Can AI Read Minds? LLM Failures in Common Sense and Cognition

Can AI Read Minds? LLM Failures in Common Sense and Cognition
Humans know that dropped objects fall. We know that if someone leaves a room and the furniture gets rearranged, they will look where they left things, not where things actually are. We know that when a fact gets updated, we should remember the new version.
All of this comes from living in a physical body and navigating the world. LLMs learn from text alone. They have read "objects fall due to gravity" thousands of times, but they have never dropped anything.

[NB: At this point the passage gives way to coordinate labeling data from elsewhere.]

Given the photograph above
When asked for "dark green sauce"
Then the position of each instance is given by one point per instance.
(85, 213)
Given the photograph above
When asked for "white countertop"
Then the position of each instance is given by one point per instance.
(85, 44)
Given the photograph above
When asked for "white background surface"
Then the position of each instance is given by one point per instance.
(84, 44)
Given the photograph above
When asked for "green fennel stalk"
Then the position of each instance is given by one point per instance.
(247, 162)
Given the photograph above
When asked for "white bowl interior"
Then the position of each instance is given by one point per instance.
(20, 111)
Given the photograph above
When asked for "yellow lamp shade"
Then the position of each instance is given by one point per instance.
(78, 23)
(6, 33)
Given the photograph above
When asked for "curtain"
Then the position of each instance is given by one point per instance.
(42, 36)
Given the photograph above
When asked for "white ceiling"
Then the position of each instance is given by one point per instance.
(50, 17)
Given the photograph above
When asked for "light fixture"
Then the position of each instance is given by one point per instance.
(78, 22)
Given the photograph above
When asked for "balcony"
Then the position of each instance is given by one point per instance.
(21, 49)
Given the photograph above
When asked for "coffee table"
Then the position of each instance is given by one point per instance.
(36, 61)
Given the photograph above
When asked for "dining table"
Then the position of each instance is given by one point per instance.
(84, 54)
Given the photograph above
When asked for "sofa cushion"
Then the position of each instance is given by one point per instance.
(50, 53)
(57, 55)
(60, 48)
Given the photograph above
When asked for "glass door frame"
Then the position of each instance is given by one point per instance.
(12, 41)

This is Part 3 of the LLM Reasoning Failures series, covering three tests in common sense and cognition:
- Theory of Mind (ToM): Can models track what others believe?

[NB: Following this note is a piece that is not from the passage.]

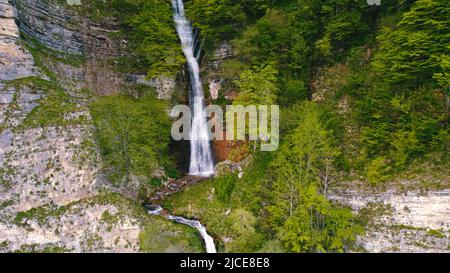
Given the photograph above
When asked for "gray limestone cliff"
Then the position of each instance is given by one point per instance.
(53, 196)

- Physical Common Sense: Can models handle counter-intuitive physics?
- Working Memory: Can models track fact updates without reverting?
We tested 7 models: GPT-4o, GPT-4o-mini, o3-mini, Claude Sonnet 4.5, Claude Haiku 4.5, Gemini 2.5 Flash, and Gemini 2.5 Flash-Lite.
Theory of Mind: From Sally-Anne to 3rd-Order Beliefs
What Is Theory of Mind?
Theory of Mind (ToM) is the ability to understand that others can hold beliefs different from your own. The classic test is the Sally-Anne paradigm from developmental psychology.
Sally places a marble in a basket and leaves the room. Anne moves the marble to a box. When Sally returns, where will she look first?
The answer is "basket." Sally does not know the marble was moved. Most children over age 4 get this right.
Basic Tests: Nearly Perfect
We ran four standard ToM tests across all models.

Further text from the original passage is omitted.